I haven’t found any Ultimate X-Men yet, the upshot of which is that I’ve already looped around on these quick reads to volume 2 of something. I don’t mind so much: there’s a goodly pile of things available, and so far they’ve been uniformly entertaining. That is not, as they say, nothing. The second Ultimate Fantastic Four picks up essentially right where the first one left off. Fresh from their first victory, Reed Richards and company[1] are still working to find a way to become normal people again. And the key to that is discovering what happened to the fifth person affected, Victor Van Damme. He, after all, was the one who changed the experiment’s parameters that caused the accident in the first place. The downside to the plan is that he already knows where they are. Being under effective house-arrest courtesy of the United States in the same Baxter Building where all of their schooling and late night studies took place makes this kind of easy, you see.
I’m definitely still liking the series. The comedic timing is improved over an already funny previous run, and the elements of government control over what is not yet a famed superhero group, but just a quartet of college kids? That’s a story with a lot of depth behind it, if they choose that direction to go in. Plus, y’know, Doctor Doom is there now, and we all know he’s a great adversary.

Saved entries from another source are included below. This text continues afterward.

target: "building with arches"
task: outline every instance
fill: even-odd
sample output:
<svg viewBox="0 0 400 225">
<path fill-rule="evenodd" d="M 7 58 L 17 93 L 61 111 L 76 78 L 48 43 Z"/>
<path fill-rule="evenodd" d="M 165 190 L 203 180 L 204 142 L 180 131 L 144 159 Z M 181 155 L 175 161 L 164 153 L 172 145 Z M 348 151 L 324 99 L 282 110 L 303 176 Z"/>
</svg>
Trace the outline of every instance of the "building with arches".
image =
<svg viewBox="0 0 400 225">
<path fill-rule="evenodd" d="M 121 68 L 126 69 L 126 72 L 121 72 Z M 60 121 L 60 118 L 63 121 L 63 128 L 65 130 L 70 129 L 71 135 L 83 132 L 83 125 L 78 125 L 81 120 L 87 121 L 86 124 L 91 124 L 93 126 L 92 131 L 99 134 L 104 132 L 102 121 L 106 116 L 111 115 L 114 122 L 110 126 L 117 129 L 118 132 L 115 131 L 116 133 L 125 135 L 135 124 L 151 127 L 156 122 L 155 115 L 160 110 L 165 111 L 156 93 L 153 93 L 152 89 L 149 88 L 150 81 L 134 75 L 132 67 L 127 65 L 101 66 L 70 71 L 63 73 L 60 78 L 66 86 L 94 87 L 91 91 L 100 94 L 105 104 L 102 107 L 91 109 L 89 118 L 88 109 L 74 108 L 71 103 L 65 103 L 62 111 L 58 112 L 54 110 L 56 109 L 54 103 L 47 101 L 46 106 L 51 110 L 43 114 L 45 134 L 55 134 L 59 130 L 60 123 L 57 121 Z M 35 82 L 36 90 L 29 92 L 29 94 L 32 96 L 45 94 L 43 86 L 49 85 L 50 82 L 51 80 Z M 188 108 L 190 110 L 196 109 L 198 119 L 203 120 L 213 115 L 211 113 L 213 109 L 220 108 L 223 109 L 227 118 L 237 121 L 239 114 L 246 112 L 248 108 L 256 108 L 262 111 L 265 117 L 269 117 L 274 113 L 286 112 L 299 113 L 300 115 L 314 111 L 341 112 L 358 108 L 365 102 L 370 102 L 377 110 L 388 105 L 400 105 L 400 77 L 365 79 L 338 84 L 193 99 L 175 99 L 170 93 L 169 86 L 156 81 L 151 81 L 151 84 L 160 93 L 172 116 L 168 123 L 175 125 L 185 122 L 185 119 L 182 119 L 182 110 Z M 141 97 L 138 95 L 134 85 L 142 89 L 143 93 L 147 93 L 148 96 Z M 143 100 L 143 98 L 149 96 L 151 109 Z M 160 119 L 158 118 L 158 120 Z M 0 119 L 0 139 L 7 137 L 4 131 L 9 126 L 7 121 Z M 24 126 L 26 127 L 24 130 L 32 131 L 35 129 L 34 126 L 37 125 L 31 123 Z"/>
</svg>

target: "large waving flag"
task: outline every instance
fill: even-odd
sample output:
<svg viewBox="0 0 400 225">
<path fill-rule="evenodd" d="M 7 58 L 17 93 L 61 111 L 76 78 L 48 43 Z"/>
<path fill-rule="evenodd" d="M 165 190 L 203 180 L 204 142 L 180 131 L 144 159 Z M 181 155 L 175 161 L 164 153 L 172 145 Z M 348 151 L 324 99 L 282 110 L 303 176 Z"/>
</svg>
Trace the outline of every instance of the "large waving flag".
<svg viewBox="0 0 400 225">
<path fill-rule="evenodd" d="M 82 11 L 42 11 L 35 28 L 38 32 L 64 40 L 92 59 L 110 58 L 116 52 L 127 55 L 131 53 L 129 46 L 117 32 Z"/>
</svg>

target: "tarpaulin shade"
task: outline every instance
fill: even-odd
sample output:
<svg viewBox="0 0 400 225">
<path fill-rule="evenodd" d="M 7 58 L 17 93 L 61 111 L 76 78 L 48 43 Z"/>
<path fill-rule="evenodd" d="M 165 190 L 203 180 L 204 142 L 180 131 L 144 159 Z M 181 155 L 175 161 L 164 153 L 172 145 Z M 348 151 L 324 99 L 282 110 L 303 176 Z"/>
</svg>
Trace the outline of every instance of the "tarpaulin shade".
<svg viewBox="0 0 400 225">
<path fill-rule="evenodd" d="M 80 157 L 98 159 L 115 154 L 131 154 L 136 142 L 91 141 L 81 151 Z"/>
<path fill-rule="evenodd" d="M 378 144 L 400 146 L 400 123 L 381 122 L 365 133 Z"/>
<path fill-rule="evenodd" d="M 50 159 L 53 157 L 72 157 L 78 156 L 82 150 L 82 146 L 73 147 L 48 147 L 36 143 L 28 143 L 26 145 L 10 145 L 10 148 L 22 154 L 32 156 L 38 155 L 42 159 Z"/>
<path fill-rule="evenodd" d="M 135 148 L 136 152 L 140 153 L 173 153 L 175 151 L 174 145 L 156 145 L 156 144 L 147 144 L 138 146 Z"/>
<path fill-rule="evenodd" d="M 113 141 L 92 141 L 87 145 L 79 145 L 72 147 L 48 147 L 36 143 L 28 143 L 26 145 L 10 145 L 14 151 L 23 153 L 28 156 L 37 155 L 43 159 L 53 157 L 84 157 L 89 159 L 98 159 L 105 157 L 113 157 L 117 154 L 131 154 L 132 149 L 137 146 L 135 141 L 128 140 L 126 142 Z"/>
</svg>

[1] My historical knowledge of the group, predating any actual reading, leaves me with only his name at the tip of my tongue. So my instinct is to assume that the other names wouldn’t mean a lot to most people. However, I feel compelled to come out in praise of how Sue Storm has been handled thusfar. She’s a modern love interest, in that he seems as much like her prize as she seems like his. And on top of that, she’s a gifted biologist in her own right, every bit as skilled in her field as Reed is in his. It’s a very pleasant contrast with the 1960s version; and make no mistake, even then she was a pretty strong female character for her genre and time!